I had the same problem with the filmy stuff on the top of the tank. Take a cup or bucket or something and scoop it out of there. A siphon wont work because it pulls the water from under the film and doesn't get the film. 

Also you MUST use water conditioner. You need the kind that says it takes out chlorines and chloramines. It will not hurt your plants in the slightest. 

Bubble nests do not necessarily mean they are happy, but it does suggest the water is good enough for breeding conditions. A betta will blow nests even in tiny little cups. My betta rarely blows bubble nests, but he has a tank with a filter, no styrofoam cup, and other fish in it. If he tried to blow a nest, there is no way it would survive. Don't expect him to use the cup as the spot to blow the nest. Some bettas will fancy a different spot sometimes.
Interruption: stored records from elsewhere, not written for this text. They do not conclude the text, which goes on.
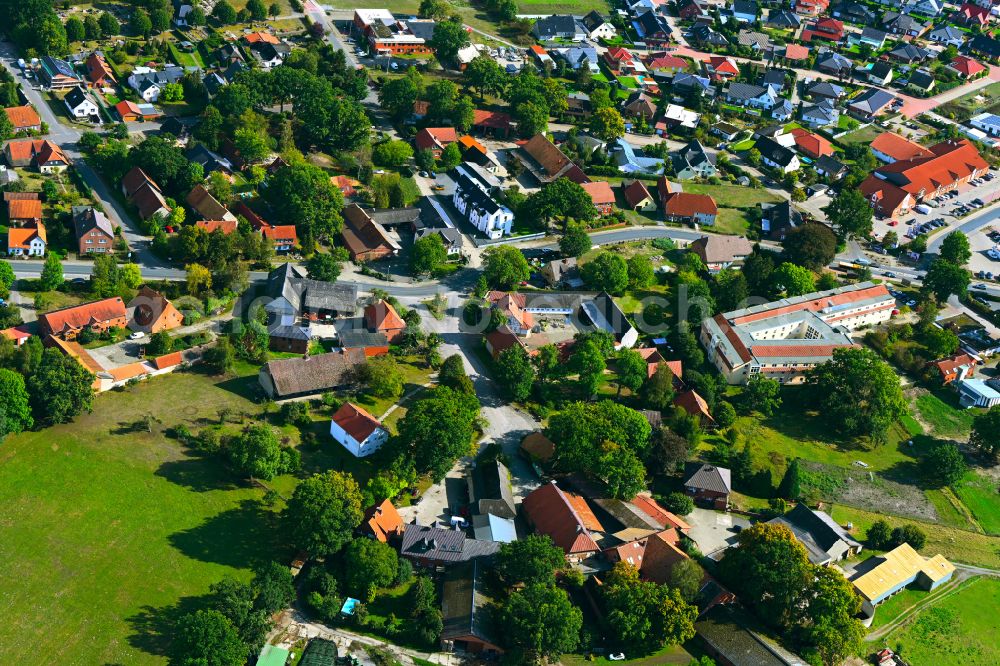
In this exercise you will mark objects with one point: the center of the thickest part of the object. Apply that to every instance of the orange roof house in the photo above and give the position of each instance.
(890, 147)
(435, 139)
(152, 312)
(381, 522)
(381, 317)
(24, 118)
(811, 144)
(22, 212)
(97, 315)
EDIT: I didn't read the comment above since I was still typing it when you posted that comment. If you are absolutely certain there is no chlorine or chloramine in your tank, you don't have to use it. But if you are getting the water from the tap, you had better use it. Almost every city in the US uses chlorine to sanitize the water.


----------



## betta0fish (Feb 16, 2009)

well, if your water doesnt have chlorine in it, then you wouldnt need a dechlorinator, and dont worry if ur betta doesnt blow bubbles inside the cup, they dont have cups in nature , the filmy stuff is like oil from food or dust, i had that problem but if you do weekly water changes, it should be fine, it doesnt seem to affect the fish


----------



## VincentK (Oct 6, 2009)

and to bmlbytes, if i condition the water, won't it remove the iron and stuff? which plants need?


----------



## betta0fish (Feb 16, 2009)

no it wont


----------



## bmlbytes (Aug 1, 2009)

VincentK said:


> and to bmlbytes, if i condition the water, won't it remove the iron and stuff? which plants need?


It removes some hard metals, but not enough to make any difference to the plants. I use dechlorinated water in all of my tanks and most are planted. One is very heavily planted and I use nothing more than lights to keep them alive. They are getting very big and are very healthy.


----------